Uno spazio è stato allestito su una superficie stimata a 2.400 m2, in piazza Bijawane, nel cuore della zona balneare, per ricevere più di 80 espositori provenienti da diverse regioni del Regno e per accogliere un pubblico eterogeneo, tra cui gli abitanti della città e i turisti marocchini e stranieri. Questo evento, dedicato all'artigianato marocchino, è stato organizzato, dal 18 al 25 aprile scorso, dalla Camera dell'artigianato di Agadir e dal consiglio della regione Souss-Massa-Darâa (SMD), in collaborazione con la Direzione regionale dell'artigianato, sotto il segno «L'artigianato marocchino, identità, convivenza e apertura». E come vuole la tradizione, questa edizione ha conosciuto la partecipazione degli artigiani e delle cooperative che evolvono nel campo dell'artigianato, tra cui 23 espositori provenienti dalla provincia di Agadir Idaoutanane, 16 da Taroudant, 14 da Inezgane, 10 da Tiznit, 5 da Chtouka Ait Baha e 4 da Sidi Ifni. Quanto alle altre camere, erano ripartite su sette padiglioni. Si tratta di quelle di Ouarzazate e di Smara che hanno occupato un padiglione ciascuna e di Marrakech, Safi e Tétouan che hanno condiviso un solo padiglione.
La scelta degli espositori è stata operata secondo criteri richiesti, implicando il ricorso alla trasparenza e al rispetto del principio di alternanza. Questo compito è stato affidato a una commissione costituita dal presidente della camera dell'artigianato e dai direttori provinciali.

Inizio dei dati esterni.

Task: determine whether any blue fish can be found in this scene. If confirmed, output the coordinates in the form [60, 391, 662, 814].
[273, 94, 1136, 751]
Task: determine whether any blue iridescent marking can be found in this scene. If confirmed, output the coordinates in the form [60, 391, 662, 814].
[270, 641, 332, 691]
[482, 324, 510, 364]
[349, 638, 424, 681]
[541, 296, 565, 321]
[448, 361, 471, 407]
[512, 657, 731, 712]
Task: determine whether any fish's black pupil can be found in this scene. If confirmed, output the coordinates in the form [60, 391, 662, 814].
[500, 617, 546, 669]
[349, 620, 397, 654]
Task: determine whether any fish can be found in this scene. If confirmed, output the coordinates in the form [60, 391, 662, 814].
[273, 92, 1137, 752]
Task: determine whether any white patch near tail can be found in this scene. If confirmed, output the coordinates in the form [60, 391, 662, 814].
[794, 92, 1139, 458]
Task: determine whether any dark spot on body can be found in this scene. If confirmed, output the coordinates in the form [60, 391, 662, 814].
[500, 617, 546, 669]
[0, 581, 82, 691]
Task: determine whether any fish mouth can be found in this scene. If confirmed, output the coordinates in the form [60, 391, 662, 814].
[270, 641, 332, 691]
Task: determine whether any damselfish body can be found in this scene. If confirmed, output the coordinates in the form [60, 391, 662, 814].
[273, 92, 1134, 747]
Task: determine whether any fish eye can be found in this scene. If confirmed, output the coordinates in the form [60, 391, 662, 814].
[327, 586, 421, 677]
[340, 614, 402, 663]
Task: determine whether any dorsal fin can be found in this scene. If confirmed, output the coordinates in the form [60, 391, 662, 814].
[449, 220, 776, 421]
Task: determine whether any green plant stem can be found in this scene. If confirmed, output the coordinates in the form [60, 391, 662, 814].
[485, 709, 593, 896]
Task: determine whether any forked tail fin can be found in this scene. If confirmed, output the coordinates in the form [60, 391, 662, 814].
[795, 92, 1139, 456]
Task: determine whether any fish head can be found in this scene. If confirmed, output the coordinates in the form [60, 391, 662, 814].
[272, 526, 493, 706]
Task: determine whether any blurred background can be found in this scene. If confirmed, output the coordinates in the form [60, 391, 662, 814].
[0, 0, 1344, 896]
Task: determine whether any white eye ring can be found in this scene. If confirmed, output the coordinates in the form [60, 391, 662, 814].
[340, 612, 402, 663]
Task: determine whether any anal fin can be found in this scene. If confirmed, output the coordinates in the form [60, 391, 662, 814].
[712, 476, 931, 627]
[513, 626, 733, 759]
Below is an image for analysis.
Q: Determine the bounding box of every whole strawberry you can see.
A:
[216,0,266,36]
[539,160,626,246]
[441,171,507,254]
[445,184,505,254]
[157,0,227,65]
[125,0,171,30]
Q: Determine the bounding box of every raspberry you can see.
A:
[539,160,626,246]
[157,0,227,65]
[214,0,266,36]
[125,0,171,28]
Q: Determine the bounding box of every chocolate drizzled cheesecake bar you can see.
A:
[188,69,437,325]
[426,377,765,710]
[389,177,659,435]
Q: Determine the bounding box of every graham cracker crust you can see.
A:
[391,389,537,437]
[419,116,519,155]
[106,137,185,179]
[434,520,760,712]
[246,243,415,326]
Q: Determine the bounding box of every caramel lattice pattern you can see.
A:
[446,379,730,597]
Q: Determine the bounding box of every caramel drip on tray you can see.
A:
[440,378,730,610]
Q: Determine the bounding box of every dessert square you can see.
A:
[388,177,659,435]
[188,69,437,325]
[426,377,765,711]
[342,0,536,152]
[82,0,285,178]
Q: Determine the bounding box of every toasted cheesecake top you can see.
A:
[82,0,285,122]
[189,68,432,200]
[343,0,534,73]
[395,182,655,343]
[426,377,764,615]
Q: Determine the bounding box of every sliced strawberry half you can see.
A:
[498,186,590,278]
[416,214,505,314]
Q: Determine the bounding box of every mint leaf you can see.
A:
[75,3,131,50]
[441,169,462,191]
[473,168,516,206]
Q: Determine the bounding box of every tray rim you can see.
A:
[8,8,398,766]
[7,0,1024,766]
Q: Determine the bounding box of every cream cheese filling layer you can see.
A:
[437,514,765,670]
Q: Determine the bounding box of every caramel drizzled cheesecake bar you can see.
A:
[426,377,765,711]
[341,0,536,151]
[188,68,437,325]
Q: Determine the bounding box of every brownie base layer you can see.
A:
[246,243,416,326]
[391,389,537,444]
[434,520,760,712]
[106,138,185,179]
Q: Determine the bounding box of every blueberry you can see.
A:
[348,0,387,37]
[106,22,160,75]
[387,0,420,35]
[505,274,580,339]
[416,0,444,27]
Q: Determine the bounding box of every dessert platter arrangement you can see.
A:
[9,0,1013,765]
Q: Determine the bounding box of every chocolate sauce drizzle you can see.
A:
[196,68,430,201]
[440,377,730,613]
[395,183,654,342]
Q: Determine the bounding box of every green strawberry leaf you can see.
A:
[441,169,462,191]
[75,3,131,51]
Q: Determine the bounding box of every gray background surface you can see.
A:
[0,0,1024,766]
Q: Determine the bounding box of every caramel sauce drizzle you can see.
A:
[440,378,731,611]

Da sottolineare che la partecipazione alle manifestazioni di questo salone è gratuita e che la priorità è stata accordata ai prodotti distinti e di qualità. L'approccio di Genere, essendo preso in considerazione nella scelta degli espositori, la Fiera ha anche conosciuto la partecipazione delle donne marocchine artigiane. Il programma della manifestazione ha circoscritto una serie di attività ad aspetto cognitivo, organizzate a margine delle manifestazioni dell'evento, tra cui esposizioni articolate attorno al piano di sviluppo regionale dell'artigianato nella regione SMD, attorno agli orizzonti delle filiere dell'artigianato, e dei problemi di cui soffrono e attorno alla formazione nel settore dell'artigianato.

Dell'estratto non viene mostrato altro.